Approximately 32,000 children are affected by multidrug-resistant tuberculosis (MDR-TB) each year. The resistance typically is against tuberculosis treatment drugs isoniazid and rifampicin. When these drugs cannot be used, a longer duration of therapy and more toxic drugs are required to treat these infections.
In a new study published in PLOS Medicine
, a team of investigators performed a systematic literature review and meta-analysis of individual patient data detailing outcomes in children treated for MDR-TB. The investigators found that 78% of the children included in the studies had successful treatment outcomes when treated with second-line MDR-TB drugs.
This research was used to inform the World Health Organization’s revised treatment guidelines for children with resistant TB infections.
"To date, little has been known about the optimal treatment for these children,” said Anneke Hesseling, MD, PhD, distinguished professor of pediatrics and child health, Desmond Tutu TB Center, Stellenbosch University, and an author on the study, said in a recent statement
, “This review, therefore, gives vitally important information as to potential outcomes and some very good news for the TB field."
The team collected published reports from online databases and reviewed unpublished content which included conference abstracts and research referred to the team by TB experts in the field. Investigators declared a cohort eligible for inclusion if it included at least 3 children (aged <15 years) who were treated for bacteriologically confirmed or clinically diagnosed MDR-TB and had reported treatment options.

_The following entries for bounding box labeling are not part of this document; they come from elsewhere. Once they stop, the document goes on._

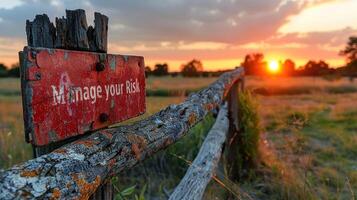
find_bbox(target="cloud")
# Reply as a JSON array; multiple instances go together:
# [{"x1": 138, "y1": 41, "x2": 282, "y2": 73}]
[
  {"x1": 0, "y1": 0, "x2": 355, "y2": 69},
  {"x1": 0, "y1": 0, "x2": 326, "y2": 43}
]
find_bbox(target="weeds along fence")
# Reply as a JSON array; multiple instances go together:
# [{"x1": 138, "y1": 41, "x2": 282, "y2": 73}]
[
  {"x1": 0, "y1": 10, "x2": 244, "y2": 199},
  {"x1": 0, "y1": 68, "x2": 244, "y2": 199}
]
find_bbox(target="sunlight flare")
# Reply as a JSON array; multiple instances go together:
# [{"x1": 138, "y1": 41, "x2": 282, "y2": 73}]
[{"x1": 268, "y1": 60, "x2": 280, "y2": 74}]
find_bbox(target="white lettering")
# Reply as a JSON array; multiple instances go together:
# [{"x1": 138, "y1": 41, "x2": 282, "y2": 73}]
[{"x1": 51, "y1": 85, "x2": 65, "y2": 105}]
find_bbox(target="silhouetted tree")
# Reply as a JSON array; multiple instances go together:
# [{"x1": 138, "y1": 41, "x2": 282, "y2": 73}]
[
  {"x1": 181, "y1": 59, "x2": 203, "y2": 77},
  {"x1": 301, "y1": 60, "x2": 333, "y2": 76},
  {"x1": 241, "y1": 53, "x2": 266, "y2": 75},
  {"x1": 340, "y1": 36, "x2": 357, "y2": 77},
  {"x1": 152, "y1": 63, "x2": 169, "y2": 76},
  {"x1": 340, "y1": 36, "x2": 357, "y2": 67},
  {"x1": 7, "y1": 63, "x2": 20, "y2": 78},
  {"x1": 0, "y1": 63, "x2": 8, "y2": 77}
]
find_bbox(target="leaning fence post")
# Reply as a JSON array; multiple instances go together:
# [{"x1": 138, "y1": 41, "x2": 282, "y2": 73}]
[
  {"x1": 223, "y1": 76, "x2": 244, "y2": 181},
  {"x1": 19, "y1": 9, "x2": 116, "y2": 199}
]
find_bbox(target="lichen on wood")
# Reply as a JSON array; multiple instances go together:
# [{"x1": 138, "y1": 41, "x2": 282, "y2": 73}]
[
  {"x1": 0, "y1": 68, "x2": 244, "y2": 199},
  {"x1": 169, "y1": 105, "x2": 229, "y2": 200}
]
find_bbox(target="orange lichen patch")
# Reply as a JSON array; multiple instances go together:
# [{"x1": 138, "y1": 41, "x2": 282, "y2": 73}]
[
  {"x1": 76, "y1": 140, "x2": 96, "y2": 147},
  {"x1": 51, "y1": 188, "x2": 61, "y2": 199},
  {"x1": 100, "y1": 130, "x2": 113, "y2": 139},
  {"x1": 72, "y1": 174, "x2": 100, "y2": 199},
  {"x1": 53, "y1": 149, "x2": 67, "y2": 154},
  {"x1": 203, "y1": 103, "x2": 216, "y2": 111},
  {"x1": 131, "y1": 144, "x2": 140, "y2": 160},
  {"x1": 20, "y1": 170, "x2": 39, "y2": 177},
  {"x1": 188, "y1": 113, "x2": 197, "y2": 126},
  {"x1": 127, "y1": 134, "x2": 147, "y2": 148},
  {"x1": 165, "y1": 138, "x2": 173, "y2": 146},
  {"x1": 108, "y1": 158, "x2": 116, "y2": 168}
]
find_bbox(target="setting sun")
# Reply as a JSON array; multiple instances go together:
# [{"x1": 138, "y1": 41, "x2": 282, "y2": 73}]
[{"x1": 268, "y1": 60, "x2": 280, "y2": 73}]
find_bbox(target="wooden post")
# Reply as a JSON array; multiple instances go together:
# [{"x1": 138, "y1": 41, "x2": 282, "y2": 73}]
[
  {"x1": 223, "y1": 77, "x2": 244, "y2": 181},
  {"x1": 23, "y1": 9, "x2": 114, "y2": 200}
]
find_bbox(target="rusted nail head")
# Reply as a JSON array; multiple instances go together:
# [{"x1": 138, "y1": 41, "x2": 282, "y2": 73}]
[
  {"x1": 95, "y1": 62, "x2": 105, "y2": 72},
  {"x1": 99, "y1": 113, "x2": 109, "y2": 122},
  {"x1": 35, "y1": 72, "x2": 41, "y2": 80}
]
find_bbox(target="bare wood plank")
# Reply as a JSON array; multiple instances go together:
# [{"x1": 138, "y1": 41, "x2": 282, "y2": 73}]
[
  {"x1": 66, "y1": 9, "x2": 89, "y2": 50},
  {"x1": 26, "y1": 14, "x2": 56, "y2": 48},
  {"x1": 169, "y1": 105, "x2": 229, "y2": 200},
  {"x1": 55, "y1": 17, "x2": 68, "y2": 49},
  {"x1": 94, "y1": 12, "x2": 108, "y2": 52},
  {"x1": 0, "y1": 68, "x2": 243, "y2": 199}
]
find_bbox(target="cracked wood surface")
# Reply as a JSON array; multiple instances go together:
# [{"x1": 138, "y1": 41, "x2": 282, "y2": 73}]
[
  {"x1": 169, "y1": 105, "x2": 229, "y2": 200},
  {"x1": 0, "y1": 68, "x2": 244, "y2": 199}
]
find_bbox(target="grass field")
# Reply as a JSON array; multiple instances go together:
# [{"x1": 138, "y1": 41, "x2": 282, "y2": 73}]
[{"x1": 0, "y1": 77, "x2": 357, "y2": 199}]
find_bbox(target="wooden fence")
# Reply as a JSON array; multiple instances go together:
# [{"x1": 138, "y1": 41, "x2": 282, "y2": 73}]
[
  {"x1": 0, "y1": 68, "x2": 244, "y2": 199},
  {"x1": 0, "y1": 9, "x2": 244, "y2": 199}
]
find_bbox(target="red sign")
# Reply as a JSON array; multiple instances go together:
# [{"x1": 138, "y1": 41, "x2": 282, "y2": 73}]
[{"x1": 21, "y1": 47, "x2": 145, "y2": 146}]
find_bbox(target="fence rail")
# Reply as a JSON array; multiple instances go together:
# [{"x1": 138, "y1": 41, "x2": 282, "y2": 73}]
[{"x1": 0, "y1": 68, "x2": 244, "y2": 199}]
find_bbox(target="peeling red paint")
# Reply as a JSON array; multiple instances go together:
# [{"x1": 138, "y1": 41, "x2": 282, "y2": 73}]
[
  {"x1": 21, "y1": 47, "x2": 145, "y2": 146},
  {"x1": 51, "y1": 188, "x2": 61, "y2": 200},
  {"x1": 21, "y1": 170, "x2": 39, "y2": 177}
]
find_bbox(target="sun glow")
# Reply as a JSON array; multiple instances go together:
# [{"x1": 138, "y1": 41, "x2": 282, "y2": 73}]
[{"x1": 268, "y1": 60, "x2": 280, "y2": 74}]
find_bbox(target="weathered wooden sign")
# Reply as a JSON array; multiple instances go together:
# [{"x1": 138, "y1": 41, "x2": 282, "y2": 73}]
[{"x1": 21, "y1": 47, "x2": 145, "y2": 146}]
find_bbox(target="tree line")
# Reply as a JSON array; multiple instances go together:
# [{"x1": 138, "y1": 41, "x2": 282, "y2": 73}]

Ultimately, investigators identified 33 studies to include in their review; twenty-eight of the studies had patient data available.
A total of 975 children from 18 countries were analyzed in the data pool. Of all participants, 731 (75%) had bacteriologically confirmed MDR-TB and 244 (25%) had clinically diagnosed TB. The median age of the children was 7.1 years.
Overall, 764 of 975 (78%) were reported to have had successful treatment outcomes with second-line medications: 548 of 731(75%) of confirmed and 216 of 244 (89%) of clinically diagnosed children (absolute difference 14%, 95% confidence interval [CI] 8%–19%, p < 0.001).
Additionally, of 910 children (93%) with documented HIV status, 359 (39%) were infected with HIV. When compared to clinically diagnosed patients, patients with confirmed MDR-TB were likely to be older, to be infected with HIV, to be malnourished and to have severe TB on chest radiograph (p <0.001 for all), according to the study authors.
Treatment was successful in only 56% of children with bacteriologically confirmed TB who were infected with HIV and had not received antiretroviral treatment during treatment for MDR-TB. In comparison, treatment was successful in 82% of children infected with HIV who received antiretroviral treatment during MDR-TB therapy (absolute difference 26%, 95% CI 5%–48%, p = 0.006).
The investigators also reported that the use of second-line injectable agents and high-dose isoniazid (15– 20 mg/kg/day) were associated with treatment success in children with confirmed MDR-TB (adjusted odds ratio [aOR] 2.9, 95% CI 1.0–8.3, p = 0.041 and aOR 5.9, 95% CI 1.7–20.5, p = 0.007, respectively).
Some limitations of this study include that it is difficult to estimate the treatment effects of individual drugs within multidrug regimens, only observational cohort studies were available for inclusion, and treatment decisions were based on the clinician’s perception of illness, with resulting potential for bias.
These findings suggest that children respond well to MDR-TB treatment. Furthermore, the low success rate in children infected with HIV who did not receive antiretroviral therapy during their MDR-TB treatment reveals the need for antiretroviral therapy in children with MDR-TB.
Future research on the effects of individual drugs for the treatment of MDR-TB should be conducted, according to the investigators.